Image classification with few-shot learning using PyTorch-AI-php.cn

Home

Technology peripherals

Image classification with few-shot learning using PyTorch

WBOYWBOYWBOYWBOYWBOYWBOYWBOYWBOYWBOYWBOYWBOYWBOYWB

Apr 09, 2023 am 10:51 AM

machine learningdata setsmall sample learning

In recent years, deep learning-based models have performed well in tasks such as target detection and image recognition. On challenging image classification datasets like ImageNet, which contains 1,000 different object classifications, some models now exceed human levels. But these models rely on a supervised training process, they are significantly affected by the availability of labeled training data, and the classes the models are able to detect are limited to the classes they were trained on.

Since there are not enough labeled images for all classes during training, these models may be less useful in real-world settings. And we want the model to be able to recognize classes it has not seen during training, since it is almost impossible to train on images of all potential objects. The problem where we will learn from a few samples is called Few-Shot learning.

What is few-shot learning?

Image classification with few-shot learning using PyTorch

Few-shot learning is a subfield of machine learning. It involves classifying new data with only a few training samples and supervision data. The model we created performs reasonably well with only a small number of training samples.

Consider the following scenario: In the medical field, for some uncommon diseases, there may not be enough x-ray images for training. For such scenarios, building a few-shot learning classifier is the perfect solution.

Changes in Small Samples

Generally speaking, researchers have identified four types:

N-Shot Learning (NSL)
Few-Shot Learning (FSL)
One-Shot Learning (OSL)
Zero-Shot Learning (ZSL)

When we talk about FSL, we usually Refers to the N-way-K-Shot classification. N represents the number of classes, and K represents the number of samples to be trained in each class. So N-Shot Learning is considered as a broader concept than all other concepts. It can be said that Few-Shot, One-Shot and Zero-Shot are sub-fields of NSL. While zero-shot learning aims to classify unseen classes without any training examples.

In One-Shot Learning, there is only one sample for each class. Few-Shot has 2 to 5 samples per class, which means Few-Shot is a more flexible version of One-Shot Learning.

Small sample learning method

Generally, two methods should be considered when solving the Few Shot Learning problem:

Data Level Approach (DLA)

This The strategy is very simple, if there is not enough data to create a solid model and prevent underfitting and overfitting, then more data should be added. Because of this, many FSL problems can be solved by leveraging more data from a larger underlying data set. A notable feature of the base dataset is that it lacks the classes that constitute our support set for the Few-Shot challenge. For example, if we want to classify a certain species of bird, the underlying data set may contain pictures of many other birds.

Parameter-level approach (PLA)

From a parameter-level perspective, Few-Shot Learning samples are relatively easy to overfit because they usually have large high-dimensional spaces. Restricting the parameter space, using regularization and using an appropriate loss function will help solve this problem. A small number of training samples will be used by the model to generalize.

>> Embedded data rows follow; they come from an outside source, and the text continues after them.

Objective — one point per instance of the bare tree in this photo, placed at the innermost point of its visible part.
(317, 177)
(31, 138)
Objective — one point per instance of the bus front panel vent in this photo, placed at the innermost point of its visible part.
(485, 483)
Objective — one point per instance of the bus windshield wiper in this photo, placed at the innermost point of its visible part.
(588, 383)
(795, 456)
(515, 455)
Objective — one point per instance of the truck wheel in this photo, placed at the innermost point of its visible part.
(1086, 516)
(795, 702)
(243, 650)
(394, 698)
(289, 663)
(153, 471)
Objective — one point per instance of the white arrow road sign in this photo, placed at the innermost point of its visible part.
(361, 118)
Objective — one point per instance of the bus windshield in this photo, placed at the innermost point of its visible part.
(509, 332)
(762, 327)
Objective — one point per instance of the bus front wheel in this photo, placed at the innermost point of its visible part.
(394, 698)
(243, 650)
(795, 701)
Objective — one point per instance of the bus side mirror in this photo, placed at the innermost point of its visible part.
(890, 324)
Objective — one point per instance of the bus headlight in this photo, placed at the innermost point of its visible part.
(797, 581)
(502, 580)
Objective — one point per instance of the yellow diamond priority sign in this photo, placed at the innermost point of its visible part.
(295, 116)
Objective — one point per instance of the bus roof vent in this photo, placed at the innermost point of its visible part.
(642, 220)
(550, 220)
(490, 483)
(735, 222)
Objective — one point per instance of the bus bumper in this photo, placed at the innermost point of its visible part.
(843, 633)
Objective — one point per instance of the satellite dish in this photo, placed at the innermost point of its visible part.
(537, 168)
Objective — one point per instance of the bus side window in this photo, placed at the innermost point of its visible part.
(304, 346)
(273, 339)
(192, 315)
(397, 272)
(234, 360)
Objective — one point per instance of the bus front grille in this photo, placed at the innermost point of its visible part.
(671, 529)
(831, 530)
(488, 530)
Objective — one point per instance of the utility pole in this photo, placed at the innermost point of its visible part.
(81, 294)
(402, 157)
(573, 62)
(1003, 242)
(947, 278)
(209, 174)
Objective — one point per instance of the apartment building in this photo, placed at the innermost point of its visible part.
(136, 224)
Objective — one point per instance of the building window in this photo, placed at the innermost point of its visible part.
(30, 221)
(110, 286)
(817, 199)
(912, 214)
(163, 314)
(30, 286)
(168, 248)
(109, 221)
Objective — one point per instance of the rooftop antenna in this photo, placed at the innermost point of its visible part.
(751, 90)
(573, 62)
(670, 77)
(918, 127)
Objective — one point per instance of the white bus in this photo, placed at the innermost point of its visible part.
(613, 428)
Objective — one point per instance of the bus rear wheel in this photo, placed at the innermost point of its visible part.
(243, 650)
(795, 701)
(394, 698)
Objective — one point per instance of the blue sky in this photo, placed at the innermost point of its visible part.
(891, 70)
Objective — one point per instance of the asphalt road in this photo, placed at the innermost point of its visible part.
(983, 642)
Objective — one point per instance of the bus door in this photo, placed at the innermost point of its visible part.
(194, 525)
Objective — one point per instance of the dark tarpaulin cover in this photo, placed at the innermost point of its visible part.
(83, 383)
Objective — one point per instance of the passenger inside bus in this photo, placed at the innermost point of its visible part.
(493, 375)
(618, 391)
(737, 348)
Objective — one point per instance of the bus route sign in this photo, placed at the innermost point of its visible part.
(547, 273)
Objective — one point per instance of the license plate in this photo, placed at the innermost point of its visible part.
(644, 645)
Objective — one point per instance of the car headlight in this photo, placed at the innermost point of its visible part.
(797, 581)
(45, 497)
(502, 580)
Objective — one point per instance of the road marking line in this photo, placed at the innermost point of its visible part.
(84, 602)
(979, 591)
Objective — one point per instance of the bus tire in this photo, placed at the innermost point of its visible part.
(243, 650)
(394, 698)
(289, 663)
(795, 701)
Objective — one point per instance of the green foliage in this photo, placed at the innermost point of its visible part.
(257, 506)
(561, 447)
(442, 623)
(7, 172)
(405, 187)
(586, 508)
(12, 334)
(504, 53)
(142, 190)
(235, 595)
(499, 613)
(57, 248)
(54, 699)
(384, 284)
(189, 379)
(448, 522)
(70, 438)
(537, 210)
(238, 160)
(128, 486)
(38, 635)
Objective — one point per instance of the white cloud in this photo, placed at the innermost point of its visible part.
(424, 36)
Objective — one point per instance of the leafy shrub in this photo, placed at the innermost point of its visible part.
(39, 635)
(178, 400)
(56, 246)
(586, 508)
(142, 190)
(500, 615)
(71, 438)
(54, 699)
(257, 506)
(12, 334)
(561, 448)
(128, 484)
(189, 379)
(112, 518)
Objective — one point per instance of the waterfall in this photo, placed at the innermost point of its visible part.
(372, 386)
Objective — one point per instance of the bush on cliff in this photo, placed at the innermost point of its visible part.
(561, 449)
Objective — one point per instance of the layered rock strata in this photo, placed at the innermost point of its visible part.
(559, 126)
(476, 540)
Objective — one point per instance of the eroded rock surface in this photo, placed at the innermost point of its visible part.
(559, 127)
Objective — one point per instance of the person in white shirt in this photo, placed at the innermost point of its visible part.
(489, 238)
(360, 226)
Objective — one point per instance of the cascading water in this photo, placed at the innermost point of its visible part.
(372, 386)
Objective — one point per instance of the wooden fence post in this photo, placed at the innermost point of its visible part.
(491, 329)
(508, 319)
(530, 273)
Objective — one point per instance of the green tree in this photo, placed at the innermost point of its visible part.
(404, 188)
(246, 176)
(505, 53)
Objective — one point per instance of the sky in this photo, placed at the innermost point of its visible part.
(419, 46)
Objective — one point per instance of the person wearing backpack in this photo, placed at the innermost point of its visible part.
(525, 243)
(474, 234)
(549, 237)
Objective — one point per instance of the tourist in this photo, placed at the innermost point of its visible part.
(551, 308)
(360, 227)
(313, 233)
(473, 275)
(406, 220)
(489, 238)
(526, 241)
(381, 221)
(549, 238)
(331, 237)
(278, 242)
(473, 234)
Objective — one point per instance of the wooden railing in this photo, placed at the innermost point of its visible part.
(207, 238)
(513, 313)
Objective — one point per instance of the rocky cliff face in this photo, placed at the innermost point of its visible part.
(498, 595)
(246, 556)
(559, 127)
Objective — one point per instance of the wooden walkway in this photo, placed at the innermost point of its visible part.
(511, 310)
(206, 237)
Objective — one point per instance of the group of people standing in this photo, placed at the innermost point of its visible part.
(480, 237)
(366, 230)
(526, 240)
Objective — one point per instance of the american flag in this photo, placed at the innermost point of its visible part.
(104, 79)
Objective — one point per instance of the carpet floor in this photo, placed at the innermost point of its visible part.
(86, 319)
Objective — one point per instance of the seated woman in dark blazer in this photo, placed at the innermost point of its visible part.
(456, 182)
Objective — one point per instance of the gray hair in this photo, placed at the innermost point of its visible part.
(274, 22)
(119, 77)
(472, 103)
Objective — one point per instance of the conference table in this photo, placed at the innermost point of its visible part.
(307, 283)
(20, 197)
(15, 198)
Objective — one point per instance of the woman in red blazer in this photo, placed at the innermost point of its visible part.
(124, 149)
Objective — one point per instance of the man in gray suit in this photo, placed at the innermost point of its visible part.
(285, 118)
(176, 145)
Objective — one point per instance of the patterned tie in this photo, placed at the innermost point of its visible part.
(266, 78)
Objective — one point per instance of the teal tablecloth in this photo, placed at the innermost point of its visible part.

Performance can be improved by guiding the model into a broad parameter space. Normal optimization methods may not produce accurate results due to lack of training data.

For the reasons above, training our model to find the best path through the parameter space produces the best prediction results. This approach is called meta-learning.

Small sample learning image classification algorithm

There are 4 common small sample learning methods:

Model-independent meta-learning Model-Agnostic Meta-Learning

The gradient-based meta-learning (GBML) principle is the basis of MAML. In GBML, meta-learners gain prior experience by training on a base model and learning shared features across all task representations. Each time there is a new task to learn, the meta-learner is fine-tuned using its existing experience and the minimum amount of new training data provided by the new task.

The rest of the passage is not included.